Model protein_folding

  Variables:
    f : Size=6, Index=f_index
        Key : Lower : Value : Upper : Fixed : Stale : Domain
          0 :     0 :   0.0 :     1 : False : False : Binary
          1 :     0 :   0.0 :     1 : False : False : Binary
          2 :     0 :   1.0 :     1 : False : False : Binary
          3 :     0 :   0.0 :     1 : False : False : Binary
          4 :     0 :   0.0 :     1 : False : False : Binary
          5 :     0 :   1.0 :     1 : False : False : Binary
    interaction : Size=1, Index=interaction_index
        Key : Lower : Value : Upper : Fixed : Stale : Domain
          0 :     0 :   1.0 :     1 : False : False : Binary

  Objectives:
    cost : Size=1, Index=None, Active=True
        Key  : Active : Value
        None :   True : -2600.0

  Constraints:
    None

best_classical_solution = [pyo.value(protein_model.f[i]) for i in range(2 * (N - 3))]

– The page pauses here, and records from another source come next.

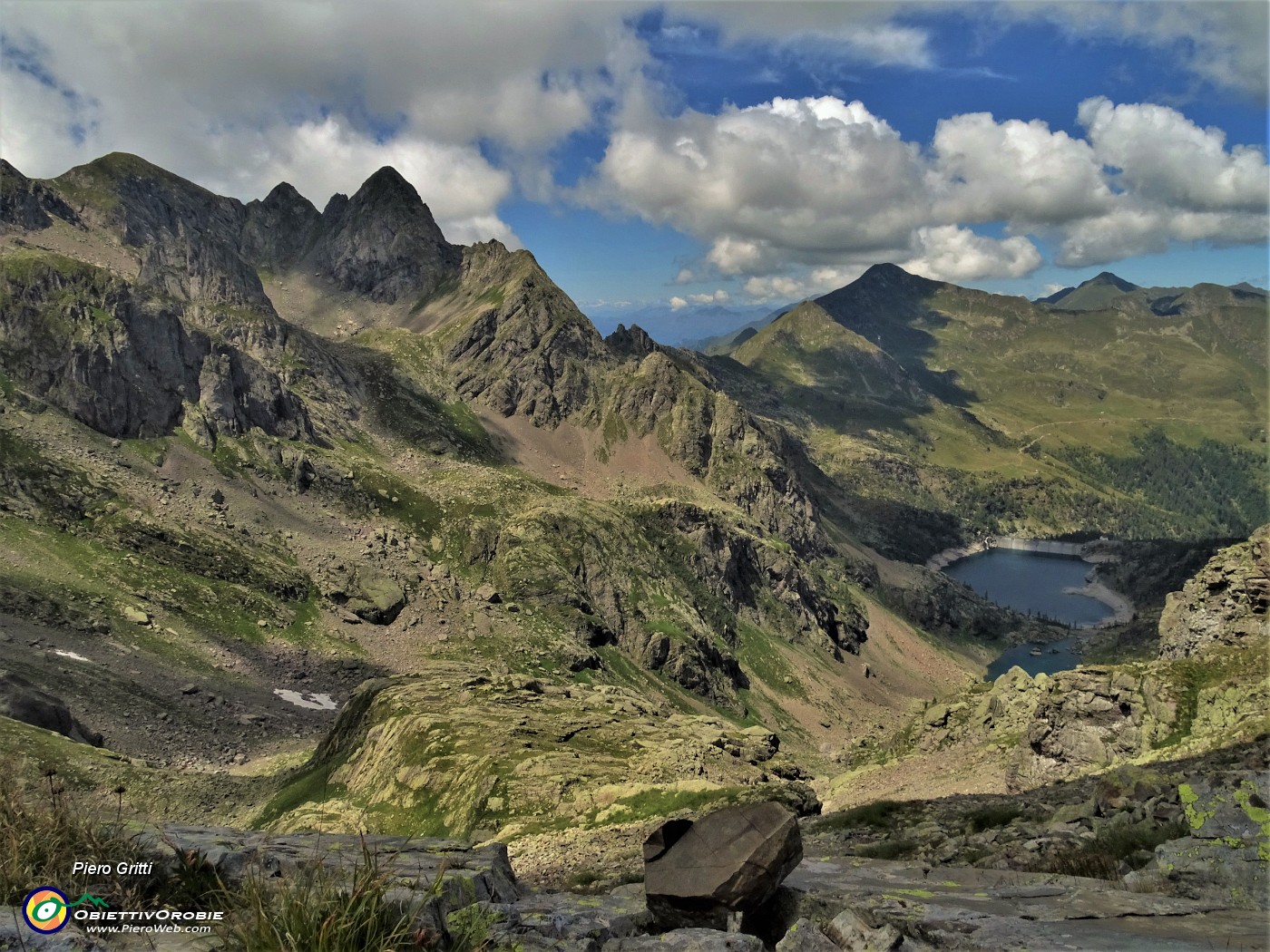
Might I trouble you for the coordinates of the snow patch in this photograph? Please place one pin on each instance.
(314, 702)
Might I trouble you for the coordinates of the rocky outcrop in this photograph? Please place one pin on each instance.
(368, 593)
(730, 860)
(1226, 856)
(670, 584)
(748, 462)
(129, 365)
(187, 237)
(527, 349)
(1089, 719)
(281, 228)
(383, 243)
(23, 701)
(28, 203)
(1226, 603)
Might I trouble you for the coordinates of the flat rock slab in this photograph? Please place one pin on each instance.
(569, 917)
(688, 941)
(993, 910)
(235, 853)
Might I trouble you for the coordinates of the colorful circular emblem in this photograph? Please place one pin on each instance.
(44, 909)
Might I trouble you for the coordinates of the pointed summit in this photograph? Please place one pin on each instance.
(384, 241)
(389, 183)
(883, 289)
(1108, 278)
(281, 228)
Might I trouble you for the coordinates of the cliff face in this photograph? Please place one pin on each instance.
(1226, 603)
(383, 243)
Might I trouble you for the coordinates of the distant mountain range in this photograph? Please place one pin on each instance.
(685, 326)
(1107, 289)
(259, 450)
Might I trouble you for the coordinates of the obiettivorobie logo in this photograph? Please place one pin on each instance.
(47, 909)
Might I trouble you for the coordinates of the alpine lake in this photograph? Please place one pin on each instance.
(1039, 584)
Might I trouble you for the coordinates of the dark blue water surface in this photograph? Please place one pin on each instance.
(1031, 583)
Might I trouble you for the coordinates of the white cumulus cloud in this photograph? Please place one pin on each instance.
(949, 253)
(791, 193)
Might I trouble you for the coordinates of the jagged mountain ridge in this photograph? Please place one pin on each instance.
(164, 324)
(530, 352)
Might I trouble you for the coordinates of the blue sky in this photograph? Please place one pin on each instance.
(738, 154)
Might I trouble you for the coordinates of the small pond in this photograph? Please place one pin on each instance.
(1058, 656)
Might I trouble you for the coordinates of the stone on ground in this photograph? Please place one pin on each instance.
(729, 860)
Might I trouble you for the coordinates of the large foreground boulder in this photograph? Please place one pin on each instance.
(23, 701)
(695, 873)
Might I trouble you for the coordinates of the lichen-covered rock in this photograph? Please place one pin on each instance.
(1226, 603)
(1228, 852)
(688, 941)
(371, 594)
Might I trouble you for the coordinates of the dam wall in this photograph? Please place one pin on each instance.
(1039, 545)
(1089, 551)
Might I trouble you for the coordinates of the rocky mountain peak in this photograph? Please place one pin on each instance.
(389, 184)
(1113, 279)
(28, 203)
(384, 241)
(281, 228)
(630, 342)
(884, 288)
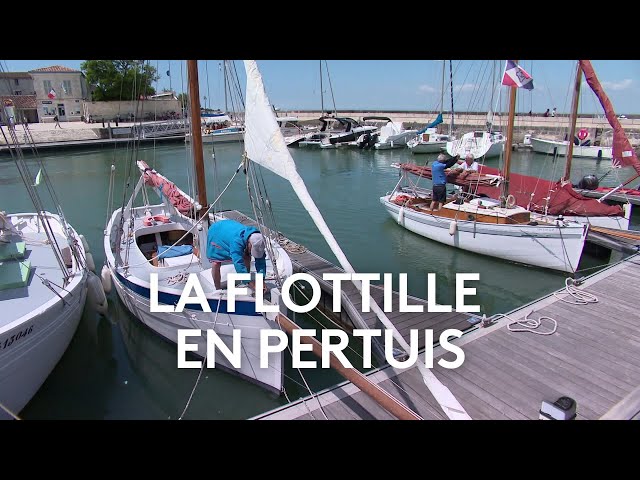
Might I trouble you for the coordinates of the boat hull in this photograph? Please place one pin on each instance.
(32, 345)
(427, 147)
(551, 147)
(556, 248)
(167, 325)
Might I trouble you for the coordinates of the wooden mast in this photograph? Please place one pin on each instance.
(574, 117)
(507, 147)
(196, 133)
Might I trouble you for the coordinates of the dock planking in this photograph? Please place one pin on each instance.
(592, 358)
(309, 262)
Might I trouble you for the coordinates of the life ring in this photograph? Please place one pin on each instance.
(583, 133)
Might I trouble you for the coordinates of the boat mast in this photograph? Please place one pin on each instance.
(196, 133)
(507, 147)
(321, 93)
(572, 130)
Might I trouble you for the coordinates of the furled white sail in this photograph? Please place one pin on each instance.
(265, 145)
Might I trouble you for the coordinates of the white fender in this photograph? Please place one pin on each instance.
(91, 265)
(95, 294)
(105, 276)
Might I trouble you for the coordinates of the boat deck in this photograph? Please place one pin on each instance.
(309, 262)
(593, 358)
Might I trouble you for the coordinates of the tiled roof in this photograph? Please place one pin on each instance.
(54, 69)
(15, 75)
(20, 101)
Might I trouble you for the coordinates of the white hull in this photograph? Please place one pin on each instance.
(557, 248)
(551, 147)
(479, 144)
(32, 344)
(167, 325)
(134, 291)
(427, 147)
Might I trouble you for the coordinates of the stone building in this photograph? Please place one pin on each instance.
(17, 87)
(59, 91)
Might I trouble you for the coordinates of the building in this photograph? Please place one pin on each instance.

a = np.array([1, 0, 0, 1])
N = len(my_protein)
R_c = np.append(a, best_classical_solution)

x = [0]
y = [0]
z = [0]
for i in range(N - 1):
    if (1 - R_c[2 * i]) * (1 - R_c[2 * i + 1]) == 1:
        x.append(x[i] + (-1) ** (i + 1))
        y.append(y[i] + (-1) ** (i))
        z.append(z[i] + (-1) ** (i + 1))
    if R_c[2 * i] * (1 - R_c[2 * i + 1]) == 1:
        x.append(x[i] + (-1) ** (i + 1))
        y.append(y[i] + (-1) ** (i + 1))
        z.append(z[i] + (-1) ** (i))
    if R_c[2 * i + 1] * (1 - R_c[2 * i]) == 1:
        x.append(x[i] + (-1) ** (i))
        y.append(y[i] + (-1) ** (i + 1))
        z.append(z[i] + (-1) ** (i + 1))
    if R_c[2 * i] * R_c[2 * i + 1] == 1:
        x.append(x[i] + (-1) ** (i))
        y.append(y[i] + (-1) ** (i))
        z.append(z[i] + (-1) ** (i))

fig = go.Figure(data=[go.Scatter3d(x=x, y=y, z=z)])
fig.update_scenes(xaxis_visible=False, yaxis_visible=False, zaxis_visible=False)
fig.show()

References

[1] Levinthal's paradox https://en.wikipedia.org/wiki/Levinthal%27s_paradox

[2] Robert, Anton, Panagiotis Kl Barkoutsos, Stefan Woerner, and Ivano Tavernelli. "Resource-efficient quantum algorithm for protein folding." npj Quantum Information 7, no. 1 (2021): 1-5.

[3] Miyazawa, S. & Jernigan, R. L. Residue-residue potentials with a favorable contact pair term and an unfavorable high packing density term, for simulation and threading. J. Mol. Biol. 256, 623–644 (1996).